[ 
https://issues.apache.org/jira/browse/SOLR-13953?page=com.atlassian.jira.plugin.system.issuetabpanels:all-tabpanel
 ]

Erick Erickson resolved SOLR-13953.
-----------------------------------
    Fix Version/s: 8.4
       Resolution: Fixed

> Prometheus exporter in SolrCloud mode limited to 100 nodes
> ----------------------------------------------------------
>
>                 Key: SOLR-13953
>                 URL: https://issues.apache.org/jira/browse/SOLR-13953
>             Project: Solr
>          Issue Type: Bug
>      Security Level: Public(Default Security Level. Issues are Public) 
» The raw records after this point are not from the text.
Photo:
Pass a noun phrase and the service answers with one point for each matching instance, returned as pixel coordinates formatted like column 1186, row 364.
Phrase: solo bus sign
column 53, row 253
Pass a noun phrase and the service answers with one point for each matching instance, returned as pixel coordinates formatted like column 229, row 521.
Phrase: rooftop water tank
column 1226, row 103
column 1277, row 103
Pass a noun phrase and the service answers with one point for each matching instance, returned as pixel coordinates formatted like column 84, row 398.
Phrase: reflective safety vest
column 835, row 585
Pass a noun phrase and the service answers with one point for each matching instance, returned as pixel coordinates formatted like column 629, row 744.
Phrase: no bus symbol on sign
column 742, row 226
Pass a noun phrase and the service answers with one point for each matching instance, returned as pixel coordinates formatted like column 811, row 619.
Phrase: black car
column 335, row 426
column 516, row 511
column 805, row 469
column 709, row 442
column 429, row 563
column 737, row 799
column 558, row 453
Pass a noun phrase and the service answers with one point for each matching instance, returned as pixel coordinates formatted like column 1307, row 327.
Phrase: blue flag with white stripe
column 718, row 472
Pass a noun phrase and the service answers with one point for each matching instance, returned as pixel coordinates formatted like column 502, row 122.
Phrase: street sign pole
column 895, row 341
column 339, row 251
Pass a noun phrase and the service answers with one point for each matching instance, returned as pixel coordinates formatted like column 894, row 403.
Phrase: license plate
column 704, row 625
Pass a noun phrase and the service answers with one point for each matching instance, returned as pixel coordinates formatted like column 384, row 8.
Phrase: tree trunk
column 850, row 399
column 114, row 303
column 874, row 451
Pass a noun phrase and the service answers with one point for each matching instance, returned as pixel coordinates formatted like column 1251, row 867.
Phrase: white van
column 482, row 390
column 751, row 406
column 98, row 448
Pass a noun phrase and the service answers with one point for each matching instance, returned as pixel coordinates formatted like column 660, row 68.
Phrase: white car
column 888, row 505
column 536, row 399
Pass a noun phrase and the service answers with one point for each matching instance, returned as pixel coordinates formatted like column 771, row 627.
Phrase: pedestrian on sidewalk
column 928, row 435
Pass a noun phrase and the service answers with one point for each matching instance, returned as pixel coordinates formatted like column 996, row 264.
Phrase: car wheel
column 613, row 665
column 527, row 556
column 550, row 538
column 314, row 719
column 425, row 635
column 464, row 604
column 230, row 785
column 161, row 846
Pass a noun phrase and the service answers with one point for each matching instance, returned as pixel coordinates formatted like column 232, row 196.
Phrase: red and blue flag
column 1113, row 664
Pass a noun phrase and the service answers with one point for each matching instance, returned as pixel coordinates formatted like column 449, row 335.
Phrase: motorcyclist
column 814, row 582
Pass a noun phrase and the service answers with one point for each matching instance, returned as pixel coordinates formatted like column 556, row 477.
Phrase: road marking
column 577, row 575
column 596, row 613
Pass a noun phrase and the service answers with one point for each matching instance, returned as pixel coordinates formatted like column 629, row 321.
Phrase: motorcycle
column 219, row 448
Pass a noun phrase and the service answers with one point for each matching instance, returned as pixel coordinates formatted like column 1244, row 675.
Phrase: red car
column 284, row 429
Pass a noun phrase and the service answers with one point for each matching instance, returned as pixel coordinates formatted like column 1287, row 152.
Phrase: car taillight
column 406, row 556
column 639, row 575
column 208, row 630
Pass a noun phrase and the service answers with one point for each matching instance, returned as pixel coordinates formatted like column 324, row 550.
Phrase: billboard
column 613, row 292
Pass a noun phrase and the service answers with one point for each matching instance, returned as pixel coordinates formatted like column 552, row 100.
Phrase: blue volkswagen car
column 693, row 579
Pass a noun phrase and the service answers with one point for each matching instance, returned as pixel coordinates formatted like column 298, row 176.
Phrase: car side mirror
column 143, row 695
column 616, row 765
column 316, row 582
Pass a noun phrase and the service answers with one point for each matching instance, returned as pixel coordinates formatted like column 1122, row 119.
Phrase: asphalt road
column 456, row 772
>            Reporter: Alex Jablonski
>            Assignee: Erick Erickson
>            Priority: Major
>             Fix For: 8.4
>
>         Attachments: SOLR-13953.patch
>
>
> When using the Prometheus Exporter in SolrCloud mode against a cluster with 
> more than 100 nodes, only 100 nodes' metrics are collected. For the other 
> nodes, we see "Connection pool shut down" errors show up in logs, and the 
> metrics from those nodes aren't reported.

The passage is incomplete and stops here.